Production agents need robust error handling because failures are inevitable. Tool functions can throw exceptions, APIs can timeout, and the model can generate invalid tool calls. Your agent needs to recover gracefully from all of these. Wrap tool functions in try-except blocks and return informative error messages rather than raising exceptions. If a web search fails, return 'Search temporarily unavailable. Try rephrasing your query.' This gives the model information to work with. It might try a different search query or use a different tool instead of crashing. Handle model-level errors with retry logic. Rate limit errors (429) should trigger exponential backoff. Timeout errors should retry once, then fall back to a faster model. Content filter rejections should return a user-friendly message explaining that the request could not be processed. Testing agents requires a different approach than testing regular software. Write deterministic tests by mocking the LLM: use unittest.mock to replace the model with a function that returns predetermined responses, then verify that your agent executes the correct sequence of tool calls. This tests your orchestration logic without the non-determinism of real LLM calls. For quality testing, maintain a test suite of 30-50 representative queries with expected behaviors (not exact outputs).
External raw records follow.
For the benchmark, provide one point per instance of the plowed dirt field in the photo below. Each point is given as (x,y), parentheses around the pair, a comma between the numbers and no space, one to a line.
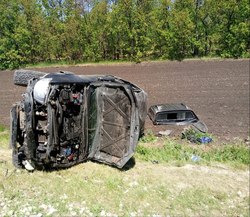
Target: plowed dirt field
(217,90)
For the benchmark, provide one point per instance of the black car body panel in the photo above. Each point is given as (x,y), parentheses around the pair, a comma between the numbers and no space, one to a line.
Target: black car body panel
(175,114)
(65,119)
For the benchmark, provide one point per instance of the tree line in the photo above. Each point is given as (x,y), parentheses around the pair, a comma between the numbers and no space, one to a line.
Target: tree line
(33,31)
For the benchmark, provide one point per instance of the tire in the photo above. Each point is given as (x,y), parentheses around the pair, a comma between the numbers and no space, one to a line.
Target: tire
(16,160)
(22,76)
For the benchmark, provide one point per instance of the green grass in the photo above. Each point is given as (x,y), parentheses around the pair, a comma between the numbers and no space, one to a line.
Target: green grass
(173,151)
(4,137)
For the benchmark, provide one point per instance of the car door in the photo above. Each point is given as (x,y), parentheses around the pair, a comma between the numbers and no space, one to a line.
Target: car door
(111,125)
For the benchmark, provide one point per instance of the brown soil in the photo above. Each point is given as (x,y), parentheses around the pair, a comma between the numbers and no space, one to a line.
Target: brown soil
(217,90)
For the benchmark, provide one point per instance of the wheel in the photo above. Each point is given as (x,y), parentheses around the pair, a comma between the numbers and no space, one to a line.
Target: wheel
(22,76)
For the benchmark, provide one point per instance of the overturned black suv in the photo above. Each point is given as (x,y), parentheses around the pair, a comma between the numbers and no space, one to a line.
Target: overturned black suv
(64,119)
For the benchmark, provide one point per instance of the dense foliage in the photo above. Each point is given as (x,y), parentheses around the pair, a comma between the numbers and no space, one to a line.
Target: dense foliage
(34,31)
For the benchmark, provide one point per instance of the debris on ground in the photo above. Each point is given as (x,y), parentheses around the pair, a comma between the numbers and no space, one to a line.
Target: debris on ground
(165,133)
(195,136)
(195,158)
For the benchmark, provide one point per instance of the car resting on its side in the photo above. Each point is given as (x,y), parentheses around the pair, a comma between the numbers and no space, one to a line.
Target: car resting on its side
(64,119)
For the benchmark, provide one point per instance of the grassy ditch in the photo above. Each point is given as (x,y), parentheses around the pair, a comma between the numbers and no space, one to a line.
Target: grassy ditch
(235,154)
(155,186)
Run these against the real model periodically and score results on correctness, tool usage, and response quality. Automated evaluation using an LLM-as-judge can scale this to hundreds of test cases. Deployment starts with wrapping your agent in a FastAPI endpoint with async support. Add request validation, authentication, rate limiting, and timeout handling at the API layer. Use Docker for containerization and deploy to your cloud provider of choice. Monitor token usage, response latency, and error rates from day one. Set up alerts for anomalies and review agent traces weekly to identify improvement opportunities.